A planned LDS temple in Gilbert - expected be the town's tallest building if the steeple is included - was approved by the Planning Commission this week.
The panel also recommended that the Town Council approve the zoning and general plan changes the church requested for the project at Pecos and Greenfield roads.
The 85-foot-tall building, at the southeast corner of the intersection, will be topped by a 95-foot steeple, making it Gilbert's tallest building at 180 feet.
The cross atop the dome at Gilbert Mercy Medical Center is 137 feet high, and the town's tallest office building, the five-story Rome Towers, is 85 feet at its highest point. There is a 250-foot emergency communications tower at Germann and Greenfield roads. Gilbert code allows church steeples as long as they don't cover more than 20 percent of the roof.
The temple's proposed height apparently prompted the one "no" vote cast by Commissioner Jessica Sarkissian. She voted against changing the zoning from residential to commercial on the 21-acre parcel. Sarkissian was opposed to modifications that allow the temple's roof to be higher than the 45-foot limit included in the commercial zoning category.
Sarkissian said the temple will be built next to residential developments, and "I'm concerned about how much of an impact it's going to have for a couple miles around it." Sarkissian did vote for the minor general plan amendment and use permit the church is seeking.

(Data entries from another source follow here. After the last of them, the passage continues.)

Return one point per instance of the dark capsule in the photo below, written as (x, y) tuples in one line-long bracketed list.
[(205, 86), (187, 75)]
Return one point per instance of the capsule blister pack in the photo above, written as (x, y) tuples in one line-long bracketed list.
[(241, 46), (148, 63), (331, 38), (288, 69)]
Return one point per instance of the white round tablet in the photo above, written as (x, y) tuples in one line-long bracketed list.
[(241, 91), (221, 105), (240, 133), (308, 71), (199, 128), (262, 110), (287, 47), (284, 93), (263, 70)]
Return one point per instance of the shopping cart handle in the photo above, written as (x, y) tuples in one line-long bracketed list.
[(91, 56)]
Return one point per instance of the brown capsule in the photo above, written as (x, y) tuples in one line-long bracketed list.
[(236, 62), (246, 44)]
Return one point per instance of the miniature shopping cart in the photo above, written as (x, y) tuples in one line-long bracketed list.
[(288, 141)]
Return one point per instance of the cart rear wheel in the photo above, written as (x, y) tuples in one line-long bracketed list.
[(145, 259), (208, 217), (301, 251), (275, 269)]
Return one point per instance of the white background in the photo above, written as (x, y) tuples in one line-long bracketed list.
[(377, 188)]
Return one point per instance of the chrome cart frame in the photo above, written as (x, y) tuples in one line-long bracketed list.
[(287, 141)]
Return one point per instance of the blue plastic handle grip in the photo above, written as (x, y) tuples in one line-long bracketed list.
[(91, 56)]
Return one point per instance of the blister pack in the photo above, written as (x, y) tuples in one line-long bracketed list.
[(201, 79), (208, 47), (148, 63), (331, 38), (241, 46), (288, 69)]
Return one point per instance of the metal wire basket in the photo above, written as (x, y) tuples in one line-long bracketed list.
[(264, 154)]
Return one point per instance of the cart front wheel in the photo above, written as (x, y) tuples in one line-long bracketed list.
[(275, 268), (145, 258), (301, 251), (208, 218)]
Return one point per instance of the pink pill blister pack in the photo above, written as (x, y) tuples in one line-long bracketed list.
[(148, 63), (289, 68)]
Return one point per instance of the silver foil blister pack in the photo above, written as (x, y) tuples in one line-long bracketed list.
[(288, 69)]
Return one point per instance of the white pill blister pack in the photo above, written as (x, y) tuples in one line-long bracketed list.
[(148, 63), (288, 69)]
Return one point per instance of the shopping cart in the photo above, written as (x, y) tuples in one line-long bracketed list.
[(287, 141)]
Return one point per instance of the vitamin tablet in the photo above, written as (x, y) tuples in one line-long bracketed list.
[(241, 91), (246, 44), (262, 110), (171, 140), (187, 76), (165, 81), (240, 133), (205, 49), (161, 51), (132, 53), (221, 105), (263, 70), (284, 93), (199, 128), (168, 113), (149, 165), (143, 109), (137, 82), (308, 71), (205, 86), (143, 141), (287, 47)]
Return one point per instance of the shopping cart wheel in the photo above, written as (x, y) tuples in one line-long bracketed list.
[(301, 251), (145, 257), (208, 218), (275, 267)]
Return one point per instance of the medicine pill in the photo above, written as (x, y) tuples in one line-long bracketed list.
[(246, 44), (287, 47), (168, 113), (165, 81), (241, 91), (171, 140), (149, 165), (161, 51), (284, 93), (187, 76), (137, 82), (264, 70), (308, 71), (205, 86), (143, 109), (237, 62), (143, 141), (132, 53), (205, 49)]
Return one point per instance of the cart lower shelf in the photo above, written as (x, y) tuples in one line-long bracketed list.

Another commissioner, Michael Monroe, said the temple's height was far preferable to the alternative of leaving the 69-kilovolt power lines around the site the church plans to bury, at its own expense. "I believe the power poles there are 150 feet, I'd say they'd be more of a detriment to the area than the 85 feet," he said.
Other exemptions being sought for the temple structure include the elimination of a perimeter fence to allow the grounds to be open to the public, and an 8-foot-tall fence around the temple itself, which is open only to members in good standing with the church.
One member of the public, who was in favor of the project, spoke at Wednesday's hearing.
The Salt Lake City-based Church of Jesus Christ of Latter-day Saints is also planning to build a meeting house, similar to the other Mormon churches found throughout Gilbert, and a maintenance building which will serve the temple and church. The church is seeking control of the sidewalk rights of way along its property, but the sidewalks themselves will be dedicated for public use. The Planning Commission has authority to grant the use permit, which is required because the temple is considered a large religious institution and would be within a commercially zoned area. The Town Council is expected to vote on the zoning change and minor general plan amendment at its Sept. 29 meeting.
Paul Gilbert, an attorney representing the church, released a conceptual drawing of the building Thursday, which he said offers a general idea of what it will look like but does not have the level of detail which will be submitted to the town's Design Review Board, probably this month.
He said efforts to create a unique building caused the temple design to take longer than expected.
"Extensive emphasis and detail were put into the design of the facade to ensure the Temple was not simply an impressive mass, but a building that is graceful and 'light on its feet,'" he said in a letter accompanying the drawing.